Hello SlowlyGettingWiser

- 'Ah, ah, ah! *wags finger* I know your gender! Men only allowed. We're just here to read. ...pass the popcorn, please, CoffeeAmore!'---- I see you have me all figured out. You get an 'A' for astuteness. I never intended women not to read but I wanted them to refrain from interjecting. That was a simple enough request. You get an 'F' on comprehension.


----------



## SlowlyGettingWiser (Apr 7, 2012)

Um, how do I get an "F" in comprehension? I scolded CoffeeAmore (a woman) for commenting on your post. I posted nothing to you; I only posted to CoffeeAmore. I even "quoted" CoffeeAmore so it was obvious (I thought) whom I was addressing.

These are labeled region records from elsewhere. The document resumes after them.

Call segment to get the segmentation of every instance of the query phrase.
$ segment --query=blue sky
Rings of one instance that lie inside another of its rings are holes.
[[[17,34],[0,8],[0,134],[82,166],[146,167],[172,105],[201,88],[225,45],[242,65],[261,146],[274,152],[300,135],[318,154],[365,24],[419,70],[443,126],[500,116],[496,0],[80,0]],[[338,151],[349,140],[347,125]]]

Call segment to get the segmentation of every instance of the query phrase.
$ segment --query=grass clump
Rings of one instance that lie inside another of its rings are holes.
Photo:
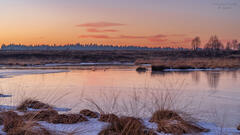
[[[98,135],[156,135],[148,130],[140,119],[121,117],[103,129]]]
[[[115,114],[101,114],[99,118],[99,121],[110,122],[110,123],[118,120],[119,118]]]
[[[27,112],[23,115],[23,117],[26,120],[50,122],[57,115],[58,115],[57,111],[48,109],[48,110],[41,110],[41,111],[36,111],[36,112]]]
[[[138,68],[136,69],[136,71],[137,71],[137,72],[146,72],[146,71],[147,71],[147,68],[145,68],[145,67],[138,67]]]
[[[27,111],[28,108],[32,109],[52,109],[53,107],[43,103],[38,100],[26,99],[20,105],[17,106],[17,110],[19,111]]]
[[[16,112],[2,112],[3,131],[7,135],[51,135],[52,133],[33,121],[24,121]]]
[[[97,112],[93,112],[88,109],[81,110],[80,114],[90,117],[90,118],[98,118],[98,116],[99,116],[99,114]]]
[[[171,110],[156,111],[150,122],[157,123],[157,131],[163,133],[181,135],[208,131],[194,122],[184,120],[177,112]]]
[[[51,120],[54,124],[74,124],[83,121],[88,121],[88,119],[80,114],[59,114]]]
[[[150,122],[159,122],[161,120],[182,120],[182,118],[171,110],[158,110],[153,113]]]

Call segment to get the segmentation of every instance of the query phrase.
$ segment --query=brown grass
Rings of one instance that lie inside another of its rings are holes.
[[[140,119],[121,117],[103,129],[99,135],[156,135],[156,133],[148,130]]]
[[[88,109],[81,110],[80,114],[90,117],[90,118],[98,118],[98,116],[99,116],[99,114],[97,112],[93,112]]]
[[[147,68],[146,67],[137,67],[136,71],[137,72],[146,72]]]
[[[232,58],[178,58],[151,61],[153,71],[164,69],[240,68],[240,59]]]
[[[53,119],[51,120],[51,122],[54,124],[74,124],[83,121],[88,121],[88,119],[80,114],[59,114],[53,117]]]
[[[150,122],[159,122],[162,120],[182,120],[178,113],[171,110],[158,110],[153,113]]]
[[[185,121],[177,120],[161,120],[158,123],[158,132],[171,133],[174,135],[182,134],[196,134],[200,132],[206,132],[207,130]]]
[[[51,132],[41,127],[33,121],[24,121],[23,117],[16,112],[8,111],[2,112],[3,116],[3,131],[7,135],[50,135]]]
[[[23,115],[23,118],[26,120],[50,122],[57,115],[58,115],[57,111],[48,109],[48,110],[41,110],[36,112],[27,112]]]
[[[52,109],[53,107],[46,103],[40,102],[38,100],[33,100],[33,99],[26,99],[20,105],[17,106],[17,110],[19,111],[26,111],[27,108]]]
[[[99,118],[99,121],[102,121],[102,122],[114,122],[118,120],[119,118],[115,114],[101,114]]]

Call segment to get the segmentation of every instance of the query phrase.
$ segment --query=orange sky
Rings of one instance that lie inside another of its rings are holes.
[[[0,44],[189,47],[240,40],[238,0],[1,0]]]

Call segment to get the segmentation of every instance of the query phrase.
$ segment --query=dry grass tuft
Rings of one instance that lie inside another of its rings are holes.
[[[164,69],[214,69],[214,68],[240,68],[240,59],[230,58],[177,58],[158,59],[152,61],[152,71]]]
[[[103,129],[99,135],[156,135],[148,130],[140,119],[133,117],[121,117]]]
[[[90,118],[98,118],[98,116],[99,116],[99,114],[97,112],[93,112],[88,109],[81,110],[80,114],[90,117]]]
[[[58,115],[58,112],[52,109],[41,110],[37,112],[27,112],[23,115],[26,120],[35,121],[51,121],[54,117]]]
[[[54,124],[74,124],[83,121],[88,121],[88,119],[83,117],[81,114],[59,114],[51,120]]]
[[[7,135],[51,135],[52,133],[33,121],[24,121],[16,112],[2,112],[3,131]]]
[[[194,123],[188,123],[186,121],[161,120],[157,124],[158,132],[171,133],[175,135],[194,134],[208,131],[198,125],[195,125]]]
[[[38,100],[26,99],[17,107],[17,110],[19,110],[19,111],[26,111],[27,108],[32,108],[32,109],[52,109],[53,107],[48,105],[48,104],[45,104],[43,102],[40,102]]]
[[[136,69],[137,72],[146,72],[148,69],[146,67],[138,67]]]
[[[22,127],[22,125],[25,124],[23,118],[19,116],[16,112],[2,112],[1,115],[3,116],[4,132],[9,132],[18,127]]]
[[[153,113],[150,122],[159,122],[161,120],[182,120],[182,118],[174,111],[171,110],[158,110]]]
[[[101,114],[99,121],[102,122],[114,122],[114,121],[118,121],[119,118],[117,115],[115,114]]]

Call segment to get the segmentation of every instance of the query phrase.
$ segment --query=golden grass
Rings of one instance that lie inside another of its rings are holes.
[[[232,58],[178,58],[152,60],[152,70],[240,68],[240,59]]]
[[[148,130],[140,119],[134,117],[121,117],[103,129],[99,135],[156,135]]]
[[[19,111],[27,111],[27,108],[52,109],[53,107],[46,103],[40,102],[38,100],[33,100],[33,99],[26,99],[17,106],[17,110]]]
[[[19,116],[16,112],[2,112],[1,116],[3,117],[3,131],[6,132],[7,135],[52,134],[34,121],[24,121],[23,117]]]
[[[119,118],[117,115],[115,114],[101,114],[99,121],[102,122],[114,122],[117,121]]]
[[[93,112],[88,109],[81,110],[80,114],[90,117],[90,118],[98,118],[98,116],[99,116],[99,114],[97,112]]]
[[[53,119],[51,120],[51,122],[54,124],[74,124],[83,121],[88,121],[88,119],[80,114],[59,114],[53,117]]]

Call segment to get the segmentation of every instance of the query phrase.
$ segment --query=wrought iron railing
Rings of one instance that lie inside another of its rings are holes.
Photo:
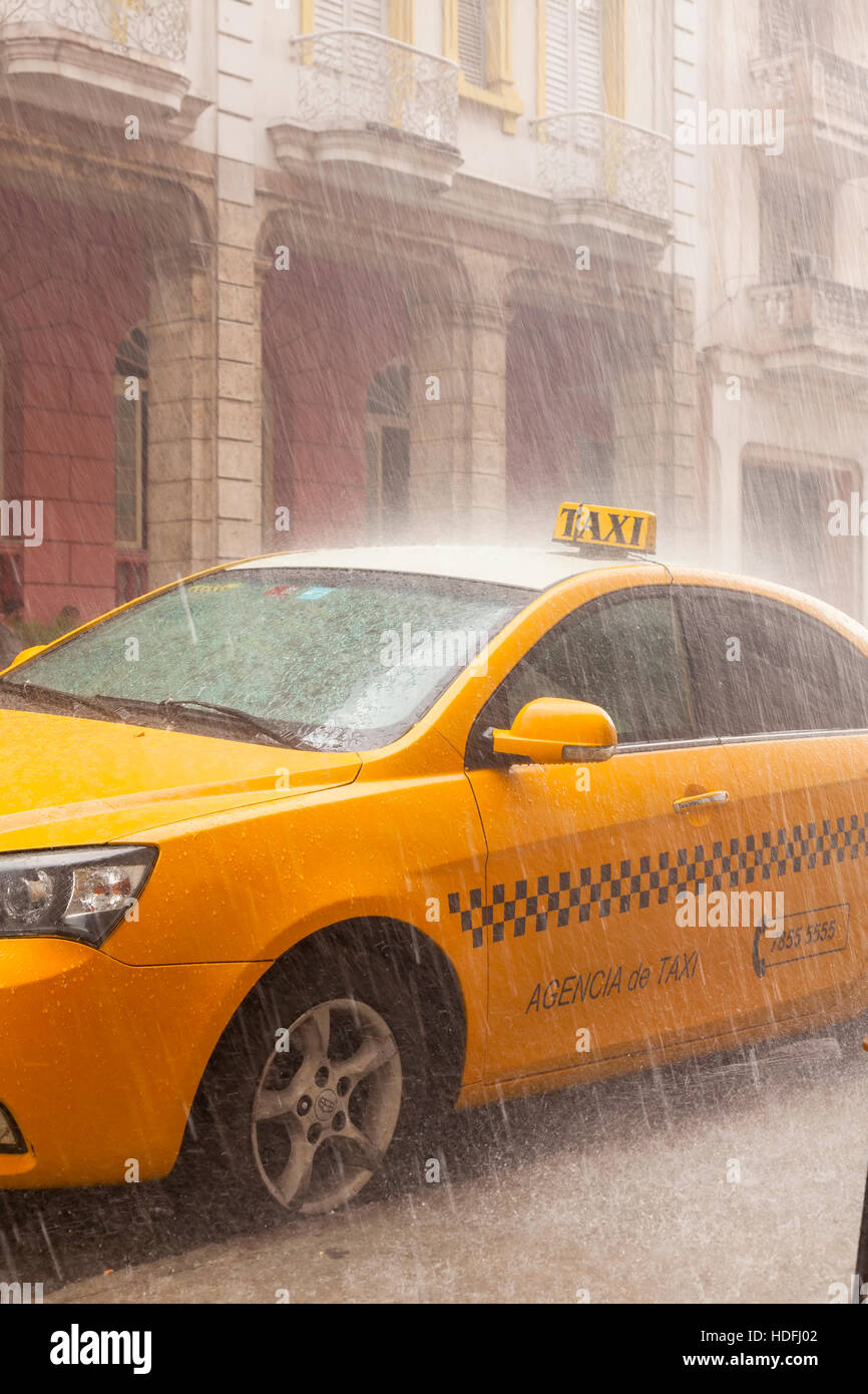
[[[291,40],[298,118],[313,130],[393,130],[456,146],[458,64],[372,29]]]
[[[803,46],[751,64],[758,96],[766,106],[809,102],[825,112],[868,125],[868,68],[829,49]]]
[[[0,0],[0,38],[7,25],[50,24],[118,52],[183,63],[188,13],[189,0]]]
[[[751,291],[765,336],[800,339],[816,332],[860,340],[868,355],[868,290],[815,277]]]
[[[594,198],[672,217],[672,141],[606,112],[578,110],[531,121],[541,187],[557,199]]]

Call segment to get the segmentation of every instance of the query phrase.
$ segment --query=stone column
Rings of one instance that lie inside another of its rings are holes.
[[[419,541],[504,539],[509,315],[506,270],[488,270],[472,277],[472,300],[411,301],[410,520]]]
[[[215,558],[215,323],[209,248],[148,255],[148,563],[152,585]]]
[[[217,215],[217,560],[262,549],[262,348],[252,166],[220,159]]]

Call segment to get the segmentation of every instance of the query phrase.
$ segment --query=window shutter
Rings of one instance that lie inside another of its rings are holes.
[[[599,4],[546,0],[546,113],[600,110],[603,49]]]
[[[568,112],[570,102],[570,3],[546,3],[546,112]]]
[[[488,0],[458,0],[458,63],[474,86],[485,86],[486,3]]]
[[[348,8],[346,0],[313,0],[313,32],[347,28]]]
[[[350,11],[347,24],[351,29],[376,29],[378,33],[385,31],[383,0],[350,0],[347,10]]]
[[[598,0],[592,6],[573,6],[575,38],[573,40],[573,93],[577,107],[599,112],[603,105],[603,35]]]

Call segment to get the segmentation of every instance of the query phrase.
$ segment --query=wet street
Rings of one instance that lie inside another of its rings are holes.
[[[865,1018],[829,1037],[454,1115],[440,1179],[245,1225],[206,1188],[0,1196],[53,1302],[826,1303],[868,1164]]]

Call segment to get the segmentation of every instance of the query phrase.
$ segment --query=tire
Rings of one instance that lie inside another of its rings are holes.
[[[212,1185],[216,1160],[240,1203],[302,1216],[421,1172],[464,1059],[463,1022],[443,1050],[454,1004],[431,962],[389,935],[319,938],[235,1012],[192,1112]]]

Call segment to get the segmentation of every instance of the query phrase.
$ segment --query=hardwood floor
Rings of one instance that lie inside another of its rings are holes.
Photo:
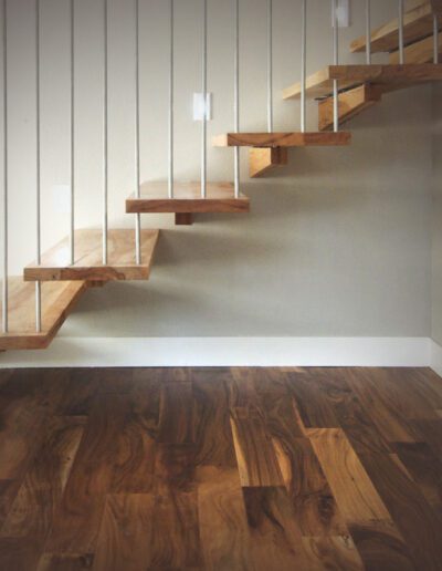
[[[0,371],[0,570],[440,571],[430,370]]]

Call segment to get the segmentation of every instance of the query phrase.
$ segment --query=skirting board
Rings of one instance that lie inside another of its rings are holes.
[[[435,341],[431,342],[431,368],[442,376],[442,347]]]
[[[7,352],[0,367],[433,366],[428,338],[60,338],[45,351]]]

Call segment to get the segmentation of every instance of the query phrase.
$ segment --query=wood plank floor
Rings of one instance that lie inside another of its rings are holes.
[[[427,368],[0,371],[0,570],[442,569]]]

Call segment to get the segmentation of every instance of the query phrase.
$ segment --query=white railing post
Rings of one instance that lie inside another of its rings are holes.
[[[403,0],[399,0],[399,63],[406,63],[406,48],[403,39]]]
[[[366,0],[366,62],[371,64],[371,1]]]
[[[234,131],[240,132],[240,0],[234,0]],[[240,197],[240,147],[234,147],[234,196]]]
[[[8,304],[8,0],[3,0],[3,284],[2,330],[9,331]]]
[[[208,123],[208,0],[202,0],[202,100],[201,198],[207,198],[207,123]]]
[[[302,6],[302,32],[301,32],[301,132],[306,132],[306,77],[307,77],[307,0]]]
[[[40,0],[35,0],[35,143],[36,143],[36,186],[35,186],[35,212],[36,212],[36,264],[41,264],[41,73],[40,73]],[[41,311],[41,282],[35,282],[35,331],[42,331]]]
[[[267,128],[273,133],[273,0],[267,0]]]
[[[173,105],[175,105],[175,0],[170,0],[169,53],[169,198],[173,198]]]
[[[135,168],[136,191],[140,198],[140,126],[139,126],[139,0],[135,0]],[[135,215],[135,256],[137,264],[141,263],[141,215]]]
[[[107,264],[107,233],[108,233],[108,0],[103,0],[104,44],[103,44],[103,266]]]
[[[71,266],[75,263],[75,7],[71,0]]]
[[[333,9],[333,60],[334,65],[339,65],[339,21],[338,0],[332,0]],[[334,132],[339,131],[339,89],[338,80],[333,81],[333,123]]]

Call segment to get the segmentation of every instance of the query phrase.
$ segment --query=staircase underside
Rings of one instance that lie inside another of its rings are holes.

Now, *this* rebuttal is breaking your rule...but it's NOT because I can't comprehend; it's because I'm taking YOU to task for taking ME to task. I think you failed to comprehend.


----------



## Hope1964 (Sep 26, 2011)

You don't want to hear from women because you know that we'll pick up on the fact you're getting your rocks off at these massages and focus on that. And because we'll call you what you are - a cheater. 

All you want is validation from other men that you should just keep on doing what you're doing. You've said you will not be leaving your wife. You're hoping they will all go "There, there, you poor unsexed man, you deserve to have as many sex massages as you need".

And you CERTAINLY don't want to be told that the honorable thing would be to TELL YOUR WIFE what you're doing behind her back.


----------



## Chris Taylor (Jul 22, 2010)

tilting said:


> 1. Should i end this relationship just because the sex isnt up to what i want it to be. I really dont want to turn the lives of two kids upside down. And the reason i shared info about my indiscretions is because at some level i feel it is celestial payback / karma.


No, you should end the relationship because you feel cheating is justified in this relationship.

If you're 60, I assume your wife is about the same age. You just have to understand that most 60-something women aren't going to be as sexual as you want. So in that case either get a divorce and chase skirts that are much younger or be more understanding.

I'd even suggest counseling but the fact that you've already gone elsewhere makes me think that divorce is probably better 

(apologies to the 60-something women out there who maintain their kinkiness).


----------



## Coffee Amore (Dec 15, 2011)

Chris Taylor said:


> If you're 60, I assume your wife is about the same age. You just have to understand that most 60-something women aren't going to be as sexual as you want. So in that case either get a divorce and chase skirts that are much younger or be more understanding.
> 
> I'd even suggest counseling but the fact that you've already gone elsewhere makes me think that divorce is probably better
> 
> (apologies to the 60-something women out there who maintain their kinkiness).


In the first post, he says he's in his 30s, not 60s. 

Ok...taking me and my estrogen out of the thread again...lol


----------



## CaptainLOTO (Nov 6, 2013)

There is a book called Married Man Sex Life by Athol Kay (I may have the spelling wrong but I'm close). Read the book. It'll either help improve things or help you make the decision you're trying to make. 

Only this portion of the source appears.